When you overstride, your extended leg acts like a brake with every step. That increases the sharp impact spike and sends more force through the knee and hip. Shortening your stride so your foot lands closer to your body reduces those braking forces regardless of which part of your foot touches down first. Many running coaches now focus on increasing cadence (steps per minute) rather than changing foot strike, because a quicker turnover naturally reduces overstriding without forcing an unfamiliar landing pattern.
More Cushioning Doesn’t Fix It
If you heel strike, you might assume a thickly cushioned shoe solves any impact problem. The research suggests otherwise. A study published in Scientific Reports compared maximalist cushioned shoes (with 43mm of heel cushioning) to conventional running shoes in habitual heel strikers. The maximalist shoes actually increased impact forces by 6.4 percent at slower speeds and by 10.7 percent at faster speeds. Loading rates were 12.3 percent higher in the maximalist shoe at faster speeds.

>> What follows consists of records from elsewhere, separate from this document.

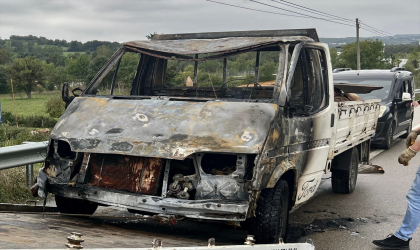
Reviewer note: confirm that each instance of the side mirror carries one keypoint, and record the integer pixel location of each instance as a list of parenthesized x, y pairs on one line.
[(65, 94), (406, 97)]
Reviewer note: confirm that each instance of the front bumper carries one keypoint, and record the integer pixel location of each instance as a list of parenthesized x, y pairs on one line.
[(198, 209)]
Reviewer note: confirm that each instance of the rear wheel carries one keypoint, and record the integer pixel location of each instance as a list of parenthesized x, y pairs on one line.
[(272, 214), (344, 181), (74, 206)]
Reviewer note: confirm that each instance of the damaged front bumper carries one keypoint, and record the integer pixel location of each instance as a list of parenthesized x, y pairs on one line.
[(196, 209)]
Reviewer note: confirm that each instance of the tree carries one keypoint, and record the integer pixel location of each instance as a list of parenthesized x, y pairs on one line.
[(78, 69), (27, 73), (371, 55), (4, 86), (4, 56)]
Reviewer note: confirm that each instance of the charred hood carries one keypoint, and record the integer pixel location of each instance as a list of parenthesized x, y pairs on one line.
[(163, 128)]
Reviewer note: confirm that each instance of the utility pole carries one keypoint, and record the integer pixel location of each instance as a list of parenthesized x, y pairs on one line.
[(358, 43)]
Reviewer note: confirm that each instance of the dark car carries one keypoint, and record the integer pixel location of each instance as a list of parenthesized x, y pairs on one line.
[(396, 113)]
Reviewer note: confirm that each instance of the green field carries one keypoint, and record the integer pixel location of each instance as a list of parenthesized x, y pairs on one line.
[(25, 106), (67, 54)]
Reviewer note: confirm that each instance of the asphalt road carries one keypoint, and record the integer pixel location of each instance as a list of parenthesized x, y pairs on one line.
[(375, 209)]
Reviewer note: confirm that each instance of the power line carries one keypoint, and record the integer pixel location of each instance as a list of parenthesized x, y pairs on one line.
[(319, 18), (378, 29), (237, 6), (369, 29), (334, 18), (311, 10)]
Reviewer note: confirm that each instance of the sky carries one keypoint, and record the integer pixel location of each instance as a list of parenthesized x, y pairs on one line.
[(127, 20)]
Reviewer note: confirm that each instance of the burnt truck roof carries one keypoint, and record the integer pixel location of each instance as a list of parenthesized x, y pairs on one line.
[(181, 45), (369, 73)]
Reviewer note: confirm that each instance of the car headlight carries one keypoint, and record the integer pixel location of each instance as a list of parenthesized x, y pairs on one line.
[(382, 110)]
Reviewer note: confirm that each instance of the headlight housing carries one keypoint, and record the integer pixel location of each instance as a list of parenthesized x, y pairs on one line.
[(382, 110)]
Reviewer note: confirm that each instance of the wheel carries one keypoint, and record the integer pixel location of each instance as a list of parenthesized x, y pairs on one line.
[(272, 214), (388, 139), (410, 127), (344, 181), (74, 206)]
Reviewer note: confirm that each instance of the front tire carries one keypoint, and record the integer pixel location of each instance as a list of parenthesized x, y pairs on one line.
[(344, 181), (272, 214), (410, 127), (74, 206), (388, 139)]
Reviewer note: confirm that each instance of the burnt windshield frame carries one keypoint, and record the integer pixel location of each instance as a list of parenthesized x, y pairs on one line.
[(144, 66), (393, 86)]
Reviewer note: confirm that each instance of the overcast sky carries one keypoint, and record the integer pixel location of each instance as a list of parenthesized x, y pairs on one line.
[(126, 20)]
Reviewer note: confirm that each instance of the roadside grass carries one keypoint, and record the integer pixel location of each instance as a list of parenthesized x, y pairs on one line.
[(67, 54), (13, 187), (25, 106)]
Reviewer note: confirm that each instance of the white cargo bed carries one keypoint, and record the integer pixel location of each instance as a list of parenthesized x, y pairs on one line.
[(354, 122)]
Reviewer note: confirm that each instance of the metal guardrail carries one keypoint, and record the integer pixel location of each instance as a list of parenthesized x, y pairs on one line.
[(23, 155)]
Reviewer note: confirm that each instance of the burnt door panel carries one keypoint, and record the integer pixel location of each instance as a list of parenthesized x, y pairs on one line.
[(309, 112)]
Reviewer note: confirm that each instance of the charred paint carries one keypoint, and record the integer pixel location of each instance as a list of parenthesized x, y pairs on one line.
[(115, 131), (121, 146)]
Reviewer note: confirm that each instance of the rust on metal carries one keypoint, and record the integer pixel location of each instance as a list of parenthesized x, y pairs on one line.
[(125, 173)]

The reason is counterintuitive: when runners feel a soft, cushioned landing, their legs stiffen up to maintain stability, which cancels out the cushioning effect and can even amplify the impact. This may explain why studies consistently fail to show that more cushioning reduces injury rates. A moderately cushioned shoe that you’ve trained in is likely more protective than switching to a maximalist shoe in hopes of padding your heel strike.
Should You Change Your Foot Strike?
If you’re running without pain and not dealing with recurring knee or shin injuries, there’s little evidence that switching away from a heel strike will benefit you. Your body has adapted to your current pattern, and forcing a new one introduces a transition period where injury risk actually increases.
If you do have a specific injury that’s linked to rearfoot loading, like persistent runner’s knee, a guided transition to a forefoot or midfoot strike can help. Research shows that runners who transition with a structured program (typically four weeks of calf and foot strengthening before beginning gait changes, followed by a gradual shift over several weeks) can maintain lower loading rates for at least six months. But that transition needs to be slow. Jumping into forefoot running without preparation is one of the most reliable ways to develop Achilles tendon problems.
For most runners, the higher-value changes are reducing overstriding, gradually increasing cadence by 5 to 10 percent, and building overall leg strength. These adjustments improve how forces travel through your body no matter where your foot lands first.